For an overview of how the List method works, see the following steps:

  1. Sensible finds the chunks of the document that most likely contain your target data:
  • Sensible concatenates all your property descriptions with your overall list description.
  • Sensible splits the document into equal-sized chunks.
  • Sensible scores your concatenated list descriptions against each chunk.
  1. Sensible selects a number of the top-scoring chunks, where the number is determined by the Chunk Count parameter. Sensible re-scores the top-scoring chunks to select a smaller list of page numbers containing the most relevant chunks, where the list size is determined by the re-scoring process.

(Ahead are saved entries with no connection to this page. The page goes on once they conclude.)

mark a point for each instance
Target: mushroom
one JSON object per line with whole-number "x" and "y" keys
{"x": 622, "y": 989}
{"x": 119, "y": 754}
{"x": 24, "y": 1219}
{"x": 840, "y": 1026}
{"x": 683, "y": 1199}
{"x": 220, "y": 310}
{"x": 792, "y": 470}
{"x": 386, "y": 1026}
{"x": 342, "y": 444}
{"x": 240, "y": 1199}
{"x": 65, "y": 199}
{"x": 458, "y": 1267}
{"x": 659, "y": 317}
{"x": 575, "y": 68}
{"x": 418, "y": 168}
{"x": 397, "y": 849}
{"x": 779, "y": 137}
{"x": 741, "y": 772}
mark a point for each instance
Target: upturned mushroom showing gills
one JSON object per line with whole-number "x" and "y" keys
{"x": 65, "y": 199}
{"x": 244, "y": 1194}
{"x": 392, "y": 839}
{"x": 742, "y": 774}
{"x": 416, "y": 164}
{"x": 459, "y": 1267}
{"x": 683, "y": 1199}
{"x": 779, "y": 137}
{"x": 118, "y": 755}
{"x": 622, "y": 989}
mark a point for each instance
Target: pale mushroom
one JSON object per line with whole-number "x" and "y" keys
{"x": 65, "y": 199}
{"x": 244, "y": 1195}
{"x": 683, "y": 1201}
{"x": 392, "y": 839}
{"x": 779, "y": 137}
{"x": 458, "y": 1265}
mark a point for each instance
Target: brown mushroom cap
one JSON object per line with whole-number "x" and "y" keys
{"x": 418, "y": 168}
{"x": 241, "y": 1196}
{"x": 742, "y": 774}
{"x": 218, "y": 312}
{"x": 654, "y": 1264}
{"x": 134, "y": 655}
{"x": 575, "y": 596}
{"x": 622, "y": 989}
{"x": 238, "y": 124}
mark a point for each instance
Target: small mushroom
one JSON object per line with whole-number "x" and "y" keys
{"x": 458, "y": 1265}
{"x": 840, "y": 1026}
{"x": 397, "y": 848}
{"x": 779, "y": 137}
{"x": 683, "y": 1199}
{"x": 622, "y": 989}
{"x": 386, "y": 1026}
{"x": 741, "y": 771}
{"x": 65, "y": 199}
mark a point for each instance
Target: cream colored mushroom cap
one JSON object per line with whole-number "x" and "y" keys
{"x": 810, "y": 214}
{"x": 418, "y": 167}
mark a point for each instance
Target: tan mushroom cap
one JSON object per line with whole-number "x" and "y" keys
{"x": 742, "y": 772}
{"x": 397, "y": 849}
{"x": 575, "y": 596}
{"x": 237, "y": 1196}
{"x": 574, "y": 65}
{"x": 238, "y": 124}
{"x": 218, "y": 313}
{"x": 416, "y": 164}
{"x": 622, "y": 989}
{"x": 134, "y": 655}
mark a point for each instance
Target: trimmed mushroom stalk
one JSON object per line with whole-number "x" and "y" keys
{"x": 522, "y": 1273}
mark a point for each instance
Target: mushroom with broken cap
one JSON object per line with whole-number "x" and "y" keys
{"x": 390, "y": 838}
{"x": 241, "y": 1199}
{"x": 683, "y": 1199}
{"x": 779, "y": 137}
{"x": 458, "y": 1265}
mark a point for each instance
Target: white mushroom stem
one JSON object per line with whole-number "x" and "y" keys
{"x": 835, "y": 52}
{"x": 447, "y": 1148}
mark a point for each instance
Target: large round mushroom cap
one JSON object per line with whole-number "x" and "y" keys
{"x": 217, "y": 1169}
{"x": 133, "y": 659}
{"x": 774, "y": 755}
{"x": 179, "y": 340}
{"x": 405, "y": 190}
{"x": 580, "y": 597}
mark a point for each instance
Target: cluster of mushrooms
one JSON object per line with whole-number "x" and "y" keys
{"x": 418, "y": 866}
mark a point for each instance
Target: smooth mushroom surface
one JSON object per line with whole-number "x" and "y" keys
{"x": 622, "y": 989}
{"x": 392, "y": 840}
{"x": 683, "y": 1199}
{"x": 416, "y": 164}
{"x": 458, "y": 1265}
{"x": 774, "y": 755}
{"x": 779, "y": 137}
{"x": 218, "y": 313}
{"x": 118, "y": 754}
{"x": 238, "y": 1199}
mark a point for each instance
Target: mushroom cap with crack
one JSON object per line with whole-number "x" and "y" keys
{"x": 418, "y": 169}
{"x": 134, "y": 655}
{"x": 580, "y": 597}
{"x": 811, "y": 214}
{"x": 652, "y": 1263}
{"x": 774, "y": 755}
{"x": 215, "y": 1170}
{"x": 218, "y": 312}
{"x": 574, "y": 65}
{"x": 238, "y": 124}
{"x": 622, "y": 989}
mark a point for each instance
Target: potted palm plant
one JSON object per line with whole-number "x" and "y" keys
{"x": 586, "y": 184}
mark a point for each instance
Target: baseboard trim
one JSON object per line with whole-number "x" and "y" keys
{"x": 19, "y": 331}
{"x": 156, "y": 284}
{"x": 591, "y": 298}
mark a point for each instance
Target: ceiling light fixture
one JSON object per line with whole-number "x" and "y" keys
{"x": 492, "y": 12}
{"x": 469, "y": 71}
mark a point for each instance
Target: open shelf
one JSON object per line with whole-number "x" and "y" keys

The maximum list size is 20 page numbers.
  2. To avoid large-language model (LLM)'s token limits, Sensible batches the page numbers into groups. The chunks in each page group can be non-consecutive in the document.
  3. For each page group, Sensible submits a full prompt for the LLM (GPT-3) that includes the pages' chunks as context, page-hinting data, and your prompts. For more information about the full prompt, see Advanced prompt configuration. The full prompt instructs the LLM to create a list formatted as a table, based on the context.
  4. Sensible concatenates the results from the LLM for each page group and returns a list, formatted as a table.